Eleanor Friedberger used to live in my neighborhood. I’m pretty sure I passed her walking down my block once. Other people I’ve passed on the street in my neighborhood include Craig Finn and Ray from Girls, which is to say I might be priced out of Brooklyn before I’m done writing this. Back when Eleanor Friedberger lived in my neighborhood, she played a show at the Music Hall of Williamsburg, just south of here; the vast majority of times I’ve seen her play, either as a solo act or as part of her band the Fiery Furnaces, have been in Greenpoint (here, until I get priced out) or Williamsburg (just south of here, until I get priced out). At that Music Hall of Williamsburg show, I was in the front row, and toward the end of her encore during the song “My Mistakes,” she lowered herself from the stage onto the floor, using me and the guy next to me to help herself down. Offhand, I would call that brief moment the most intimate one I’ve shared with a professional rock and roll musician, especially if that sex dream I had about Shirley Manson doesn’t count. (It doesn’t count.) That moment, combined with passing her on Calyer Street, combined with the time I saw the Fiery Furnaces play at a club a block away from my old apartment that no longer exists (before you ask: both. The club no longer exists, and the apartment no longer exists, at least in the form it did when we lived there), combined with the lyric in “Owl’s Head Park” about posing for a photo on Manhattan Avenue, has lodged Eleanor Friedberger firmly into my head as one of the New Yorkiest of indie rockers. It’s a selfish distinction; she feels like New York City to me because I know that she knows my New York City – even if most of her New York references talk about further-flung places like Coney Island, Roosevelt Island, and Owl’s Head Park, places I go maybe once a year if ever; Owl’s Head Park being someplace I went mainly because of the song.

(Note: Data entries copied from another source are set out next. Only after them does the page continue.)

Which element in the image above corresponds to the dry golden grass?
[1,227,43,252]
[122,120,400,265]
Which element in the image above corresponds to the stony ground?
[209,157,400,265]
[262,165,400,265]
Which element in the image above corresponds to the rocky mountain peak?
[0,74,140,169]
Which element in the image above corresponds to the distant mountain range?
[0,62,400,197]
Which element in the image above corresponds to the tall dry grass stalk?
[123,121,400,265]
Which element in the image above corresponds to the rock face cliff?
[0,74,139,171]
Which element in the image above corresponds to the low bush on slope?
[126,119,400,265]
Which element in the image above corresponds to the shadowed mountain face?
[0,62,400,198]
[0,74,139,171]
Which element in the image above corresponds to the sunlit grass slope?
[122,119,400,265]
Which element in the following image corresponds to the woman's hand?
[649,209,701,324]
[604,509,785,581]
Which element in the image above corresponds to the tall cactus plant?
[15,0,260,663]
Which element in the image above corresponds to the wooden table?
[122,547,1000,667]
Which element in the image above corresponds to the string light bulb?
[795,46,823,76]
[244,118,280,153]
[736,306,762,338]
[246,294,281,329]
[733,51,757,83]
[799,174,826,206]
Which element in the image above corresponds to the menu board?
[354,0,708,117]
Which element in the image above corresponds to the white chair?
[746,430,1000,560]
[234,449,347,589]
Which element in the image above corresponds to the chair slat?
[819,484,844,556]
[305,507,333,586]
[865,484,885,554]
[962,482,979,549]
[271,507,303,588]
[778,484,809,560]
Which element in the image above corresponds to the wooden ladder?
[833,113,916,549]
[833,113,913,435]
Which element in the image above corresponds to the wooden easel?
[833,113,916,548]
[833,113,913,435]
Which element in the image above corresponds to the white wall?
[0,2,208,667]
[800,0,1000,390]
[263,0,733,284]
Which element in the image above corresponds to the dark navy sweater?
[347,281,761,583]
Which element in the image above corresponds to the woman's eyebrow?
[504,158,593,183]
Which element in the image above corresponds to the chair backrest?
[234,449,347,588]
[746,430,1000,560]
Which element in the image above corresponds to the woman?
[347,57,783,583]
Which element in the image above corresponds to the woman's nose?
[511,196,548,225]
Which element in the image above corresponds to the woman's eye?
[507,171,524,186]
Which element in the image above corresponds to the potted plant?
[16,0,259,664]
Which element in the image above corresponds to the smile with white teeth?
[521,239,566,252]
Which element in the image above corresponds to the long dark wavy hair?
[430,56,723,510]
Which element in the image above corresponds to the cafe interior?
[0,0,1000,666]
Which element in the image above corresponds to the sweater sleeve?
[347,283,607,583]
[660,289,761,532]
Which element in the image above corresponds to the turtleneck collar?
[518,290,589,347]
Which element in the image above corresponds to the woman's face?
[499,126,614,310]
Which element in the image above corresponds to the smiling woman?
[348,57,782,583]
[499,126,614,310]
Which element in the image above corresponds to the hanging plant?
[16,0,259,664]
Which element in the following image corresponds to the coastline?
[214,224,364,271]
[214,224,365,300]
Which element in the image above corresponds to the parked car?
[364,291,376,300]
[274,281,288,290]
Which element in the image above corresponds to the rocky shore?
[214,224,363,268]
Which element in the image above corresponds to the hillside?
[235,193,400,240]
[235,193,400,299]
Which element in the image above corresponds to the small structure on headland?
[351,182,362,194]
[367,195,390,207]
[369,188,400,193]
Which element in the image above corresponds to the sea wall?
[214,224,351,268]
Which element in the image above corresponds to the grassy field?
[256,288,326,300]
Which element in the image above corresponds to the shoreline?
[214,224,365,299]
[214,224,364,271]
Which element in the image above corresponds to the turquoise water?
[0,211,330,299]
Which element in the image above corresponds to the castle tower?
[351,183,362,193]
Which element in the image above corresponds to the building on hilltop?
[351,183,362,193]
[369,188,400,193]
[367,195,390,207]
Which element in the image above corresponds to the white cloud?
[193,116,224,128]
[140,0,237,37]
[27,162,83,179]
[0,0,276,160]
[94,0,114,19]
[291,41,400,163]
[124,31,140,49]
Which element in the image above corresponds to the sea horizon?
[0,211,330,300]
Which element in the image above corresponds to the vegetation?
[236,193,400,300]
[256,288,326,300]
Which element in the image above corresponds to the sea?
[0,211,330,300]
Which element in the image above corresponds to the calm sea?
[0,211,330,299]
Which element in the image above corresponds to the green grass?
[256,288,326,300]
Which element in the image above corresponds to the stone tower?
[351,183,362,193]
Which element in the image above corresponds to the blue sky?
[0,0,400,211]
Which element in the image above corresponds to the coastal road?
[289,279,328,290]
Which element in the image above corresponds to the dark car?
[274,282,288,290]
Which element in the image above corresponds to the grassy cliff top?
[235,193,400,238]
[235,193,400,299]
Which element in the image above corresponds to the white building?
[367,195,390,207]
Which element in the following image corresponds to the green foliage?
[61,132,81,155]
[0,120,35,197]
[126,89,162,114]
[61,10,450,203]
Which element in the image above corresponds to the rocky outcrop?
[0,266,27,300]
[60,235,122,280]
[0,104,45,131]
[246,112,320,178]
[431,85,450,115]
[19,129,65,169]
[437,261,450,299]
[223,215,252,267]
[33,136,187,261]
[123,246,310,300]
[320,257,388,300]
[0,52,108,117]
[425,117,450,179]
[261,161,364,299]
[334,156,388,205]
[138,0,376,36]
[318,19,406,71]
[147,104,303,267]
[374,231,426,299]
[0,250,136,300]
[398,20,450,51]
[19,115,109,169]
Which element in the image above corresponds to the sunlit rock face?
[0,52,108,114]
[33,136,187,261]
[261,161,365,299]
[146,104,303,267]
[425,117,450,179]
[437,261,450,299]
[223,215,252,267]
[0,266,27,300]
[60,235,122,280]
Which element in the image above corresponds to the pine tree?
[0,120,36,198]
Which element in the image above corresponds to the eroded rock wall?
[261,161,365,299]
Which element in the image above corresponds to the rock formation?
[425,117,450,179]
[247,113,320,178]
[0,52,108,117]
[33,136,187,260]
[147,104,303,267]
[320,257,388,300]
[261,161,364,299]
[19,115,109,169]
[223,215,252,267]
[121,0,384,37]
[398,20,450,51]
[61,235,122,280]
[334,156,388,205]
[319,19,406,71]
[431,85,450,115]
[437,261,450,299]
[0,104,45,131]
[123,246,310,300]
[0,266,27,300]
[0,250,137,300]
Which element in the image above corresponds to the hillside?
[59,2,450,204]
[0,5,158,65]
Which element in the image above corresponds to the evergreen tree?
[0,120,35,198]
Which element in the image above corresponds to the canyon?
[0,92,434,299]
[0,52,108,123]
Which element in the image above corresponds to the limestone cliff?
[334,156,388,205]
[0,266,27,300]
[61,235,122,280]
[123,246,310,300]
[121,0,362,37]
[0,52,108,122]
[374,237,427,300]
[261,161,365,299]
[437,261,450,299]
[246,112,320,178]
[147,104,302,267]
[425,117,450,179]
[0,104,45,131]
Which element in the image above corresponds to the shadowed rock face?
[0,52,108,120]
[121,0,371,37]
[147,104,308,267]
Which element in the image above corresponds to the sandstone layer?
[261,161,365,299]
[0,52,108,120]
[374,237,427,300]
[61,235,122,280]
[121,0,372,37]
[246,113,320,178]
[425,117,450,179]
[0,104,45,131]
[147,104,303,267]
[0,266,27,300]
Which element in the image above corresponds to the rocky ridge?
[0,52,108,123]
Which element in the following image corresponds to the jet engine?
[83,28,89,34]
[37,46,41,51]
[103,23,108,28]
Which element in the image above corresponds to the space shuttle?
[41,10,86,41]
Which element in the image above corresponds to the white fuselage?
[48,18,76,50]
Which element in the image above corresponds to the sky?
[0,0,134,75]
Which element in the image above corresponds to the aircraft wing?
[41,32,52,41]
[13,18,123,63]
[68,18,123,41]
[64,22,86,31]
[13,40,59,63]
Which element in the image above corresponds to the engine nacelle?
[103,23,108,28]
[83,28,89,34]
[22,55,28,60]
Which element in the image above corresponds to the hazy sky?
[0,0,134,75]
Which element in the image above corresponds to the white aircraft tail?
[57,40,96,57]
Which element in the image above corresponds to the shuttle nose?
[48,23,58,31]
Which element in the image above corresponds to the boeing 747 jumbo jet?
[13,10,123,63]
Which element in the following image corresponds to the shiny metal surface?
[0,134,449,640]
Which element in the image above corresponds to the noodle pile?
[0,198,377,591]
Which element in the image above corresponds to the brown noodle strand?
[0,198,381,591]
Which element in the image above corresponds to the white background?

Those New York references I shouldn’t care that much about continue with “False Alphabet City,” her new single that doesn’t appear on her new album New View. She recorded it for some kind of film-based art project (oh, New York) but it stands alone just fine, even for a New Yorker who rarely finds himself in Actual Alphabet City. The way it starts with a stuttery creep throws back to her Fiery Furnaces days; the way the guitar swings in after seconds feels like a veer away from the Furnaces’ weirdness (though their pop instincts, occasionally deployed, were not too shabby). Where it really opens it up is its New York City sentiment: “Everyone’s searching for their own letter in the false alphabet city.” She’d know better than most, having spent over a decade in the city and only recently decamped for upstate. The NYC-centric lyrics, plus the tempo and instrumentation, don’t really fit in on New View, so it makes sense that it was left off; you wouldn’t want the best song on an album to be one that sounds nothing like the rest of it.

For most of her show last night at the Bowery Ballroom, I didn’t think Eleanor Friedberger was going to perform “False Alphabet City.” She played every song on New View, and had to play some older stuff, too (impeccably chosen), which didn’t seem to leave much room for a one-off single based on an art project. But she played it, late in the show, telling the crowd it was for us. That would sound like a cheesy rock-star sentiment coming from a lot of singers, but one of the more remarkable things about Eleanor Friedberger is the way she combines real, sometimes inscrutable charisma (that voice, those mysterious bangs) with a slight hesitation – she’s not a wild dancer on stage, but when she moves with her music, it looks natural and sincere. So when she tells me and a couple hundred other people that a song is for us, I believe her, no questions asked, even if I don’t see her around anymore.

Eleanor Friedberger is out on tour in support of New View right now.